Difficult it is to convince audiences that the hunt between predator and prey has a layer of respect to it, The Grey tries anyway. As Liam Neeson strokes the wolf he just shot, a teary-eyed Irishman pays his respects through vague narration and some contemplative scenes. Most of the contemplation to be found in The Grey is based on the possibilities of being hounded by wolves and forced to fight them to the death. It is a small-scale disaster piece that relies more on the destruction of man fighting man than it does on the implication of wolves ripping out throats and actively attacking. The roles of predator and prey are not switched, necessarily, because that implies either are going to give up the fight.
As The Grey is keen to showcase, neither are best suited for the role of prey. A lot of the early scenes for The Grey will prey on the ordinary fears many hold of being thrown out of the sky while riding in a plane. That very real fear sets up the more unlikely terrors of being caught out by a pack of hungry wolves in the middle of nowhere. Neeson is the naturally steady hand in those moments. The action hero mentality brings him calm in disaster and a notion of what to do next as the wolves circle and the plane shows no signs of moving, especially now that it is in several pieces strewn across the middle of nowhere. An icy tundra gives director Joe Carnahan little to play with visually, but some smart lighting and effective use of shadows and extreme close-ups in the imminent moments of disaster give an intimacy that is necessary to developing this band of survivors.
Carnahan toys with the gang of the living as best he can. It feels similar to The Poseidon Adventure or the many other survival films that take a group of nobodies and throw them into something terrifying. A natural leader, the at-odds support and a gaggle of characters set to be built up and killed off to explore the philosophy hanging over the survivalist route. Frank Grillo and philosophy are not familiar bedfellows, but The Grey tries to include him and the likes of Dermot Mulroney and Dallas Roberts as best they can. The results are surprisingly successful.
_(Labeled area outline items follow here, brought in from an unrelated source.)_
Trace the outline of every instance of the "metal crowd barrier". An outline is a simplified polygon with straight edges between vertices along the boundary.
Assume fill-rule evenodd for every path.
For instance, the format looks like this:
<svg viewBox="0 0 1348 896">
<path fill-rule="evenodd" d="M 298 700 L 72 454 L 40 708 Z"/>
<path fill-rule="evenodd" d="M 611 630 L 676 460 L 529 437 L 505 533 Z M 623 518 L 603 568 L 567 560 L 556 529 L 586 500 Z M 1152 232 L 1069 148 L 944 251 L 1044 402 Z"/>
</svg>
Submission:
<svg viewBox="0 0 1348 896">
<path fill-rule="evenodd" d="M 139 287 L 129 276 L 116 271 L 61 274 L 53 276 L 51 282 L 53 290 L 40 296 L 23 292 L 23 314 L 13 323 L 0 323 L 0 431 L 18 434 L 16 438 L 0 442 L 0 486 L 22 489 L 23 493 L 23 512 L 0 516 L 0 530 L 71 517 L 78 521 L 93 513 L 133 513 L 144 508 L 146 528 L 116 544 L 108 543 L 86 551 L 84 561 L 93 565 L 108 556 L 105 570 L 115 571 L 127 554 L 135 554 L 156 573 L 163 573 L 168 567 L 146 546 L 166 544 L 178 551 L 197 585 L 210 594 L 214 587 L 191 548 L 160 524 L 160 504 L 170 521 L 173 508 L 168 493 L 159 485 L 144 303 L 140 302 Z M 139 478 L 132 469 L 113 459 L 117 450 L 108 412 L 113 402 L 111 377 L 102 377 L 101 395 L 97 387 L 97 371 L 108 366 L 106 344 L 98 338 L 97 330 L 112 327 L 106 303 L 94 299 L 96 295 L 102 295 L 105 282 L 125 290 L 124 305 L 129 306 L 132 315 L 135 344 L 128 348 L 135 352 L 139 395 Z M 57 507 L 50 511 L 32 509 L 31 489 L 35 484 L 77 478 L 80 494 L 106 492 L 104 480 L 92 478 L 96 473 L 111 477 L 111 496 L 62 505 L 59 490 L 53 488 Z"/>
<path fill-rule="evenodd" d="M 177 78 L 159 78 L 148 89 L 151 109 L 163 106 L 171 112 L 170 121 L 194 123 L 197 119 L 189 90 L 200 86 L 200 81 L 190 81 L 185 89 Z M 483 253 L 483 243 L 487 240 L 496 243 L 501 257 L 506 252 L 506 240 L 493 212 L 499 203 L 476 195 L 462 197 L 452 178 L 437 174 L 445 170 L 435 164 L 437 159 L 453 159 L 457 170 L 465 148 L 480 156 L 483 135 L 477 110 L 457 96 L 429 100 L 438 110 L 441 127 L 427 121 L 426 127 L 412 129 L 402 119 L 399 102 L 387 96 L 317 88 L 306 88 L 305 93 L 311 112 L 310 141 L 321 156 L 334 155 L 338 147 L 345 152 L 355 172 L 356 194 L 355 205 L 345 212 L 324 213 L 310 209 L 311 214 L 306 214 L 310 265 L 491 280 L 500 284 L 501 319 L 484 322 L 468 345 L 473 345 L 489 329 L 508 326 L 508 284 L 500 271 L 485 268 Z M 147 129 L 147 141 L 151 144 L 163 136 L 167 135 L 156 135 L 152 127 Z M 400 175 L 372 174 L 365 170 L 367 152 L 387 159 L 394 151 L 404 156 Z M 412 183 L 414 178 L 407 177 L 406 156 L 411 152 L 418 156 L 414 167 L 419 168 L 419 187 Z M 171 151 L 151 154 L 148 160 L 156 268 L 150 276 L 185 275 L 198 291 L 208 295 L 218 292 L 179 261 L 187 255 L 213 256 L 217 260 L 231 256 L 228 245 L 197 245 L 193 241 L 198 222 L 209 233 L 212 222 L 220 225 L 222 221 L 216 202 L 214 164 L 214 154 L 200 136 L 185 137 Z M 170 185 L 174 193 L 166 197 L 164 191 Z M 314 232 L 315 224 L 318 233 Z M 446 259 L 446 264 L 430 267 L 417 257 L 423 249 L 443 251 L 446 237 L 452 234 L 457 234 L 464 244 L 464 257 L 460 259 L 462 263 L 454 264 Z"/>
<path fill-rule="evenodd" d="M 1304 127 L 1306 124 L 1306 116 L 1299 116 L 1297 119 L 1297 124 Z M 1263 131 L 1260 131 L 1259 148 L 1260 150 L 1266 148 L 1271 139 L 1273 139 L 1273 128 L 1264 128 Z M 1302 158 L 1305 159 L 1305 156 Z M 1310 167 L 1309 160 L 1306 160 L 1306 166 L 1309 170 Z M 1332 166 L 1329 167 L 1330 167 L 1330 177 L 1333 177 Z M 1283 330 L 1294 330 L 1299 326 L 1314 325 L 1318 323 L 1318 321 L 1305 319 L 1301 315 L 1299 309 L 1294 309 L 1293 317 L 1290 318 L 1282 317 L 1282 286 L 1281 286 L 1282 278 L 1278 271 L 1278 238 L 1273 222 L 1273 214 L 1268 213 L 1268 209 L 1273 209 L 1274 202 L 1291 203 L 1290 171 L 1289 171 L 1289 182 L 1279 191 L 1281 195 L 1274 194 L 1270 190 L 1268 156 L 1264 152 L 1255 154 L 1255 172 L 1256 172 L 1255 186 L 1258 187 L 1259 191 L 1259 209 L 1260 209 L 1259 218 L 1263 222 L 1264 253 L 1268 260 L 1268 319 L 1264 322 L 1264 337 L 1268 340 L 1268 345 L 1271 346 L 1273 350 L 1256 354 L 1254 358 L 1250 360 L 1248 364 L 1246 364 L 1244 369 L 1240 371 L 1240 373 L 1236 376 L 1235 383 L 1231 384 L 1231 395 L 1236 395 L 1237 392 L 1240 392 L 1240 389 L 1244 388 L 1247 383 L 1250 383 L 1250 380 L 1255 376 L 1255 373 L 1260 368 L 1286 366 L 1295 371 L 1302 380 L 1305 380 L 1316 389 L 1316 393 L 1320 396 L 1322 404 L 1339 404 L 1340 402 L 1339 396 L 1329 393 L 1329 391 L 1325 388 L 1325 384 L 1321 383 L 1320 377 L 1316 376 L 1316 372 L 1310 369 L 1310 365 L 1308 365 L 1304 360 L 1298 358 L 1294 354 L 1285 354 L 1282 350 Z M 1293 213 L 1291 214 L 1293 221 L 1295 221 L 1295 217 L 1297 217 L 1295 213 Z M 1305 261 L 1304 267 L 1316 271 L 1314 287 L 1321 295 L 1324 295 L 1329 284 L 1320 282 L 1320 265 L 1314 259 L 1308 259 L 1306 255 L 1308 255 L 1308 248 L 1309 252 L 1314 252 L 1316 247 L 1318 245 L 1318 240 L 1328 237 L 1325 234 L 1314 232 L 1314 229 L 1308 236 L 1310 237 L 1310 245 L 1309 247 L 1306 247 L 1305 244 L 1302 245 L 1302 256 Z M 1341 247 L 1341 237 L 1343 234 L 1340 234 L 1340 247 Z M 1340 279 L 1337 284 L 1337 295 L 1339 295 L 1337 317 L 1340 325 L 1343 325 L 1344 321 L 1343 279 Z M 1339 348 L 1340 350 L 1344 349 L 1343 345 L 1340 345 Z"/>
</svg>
While it shouldn’t be at all startling to see Neeson in this feature, it is still surprising to note that this is the sort of film he has now been making for well over a decade. He still receives the same production value, the same top-billing, but the quality has dispersed. The Ice Road and The Marksman are part of the same scope and ideas that The Grey comes from. What went wrong, then, is fully unknowable. But The Grey adapts to a handful of events rather immediately. Philosophical implications are heavy but never quite fully formed beyond dispassionate throwaway dialogue and underlining tones. Neeson’s performance is a great stop-gap between the action-packed survivalism and the natural philosophy that can cut close to home in these situations that, while completely terrifying, are possible.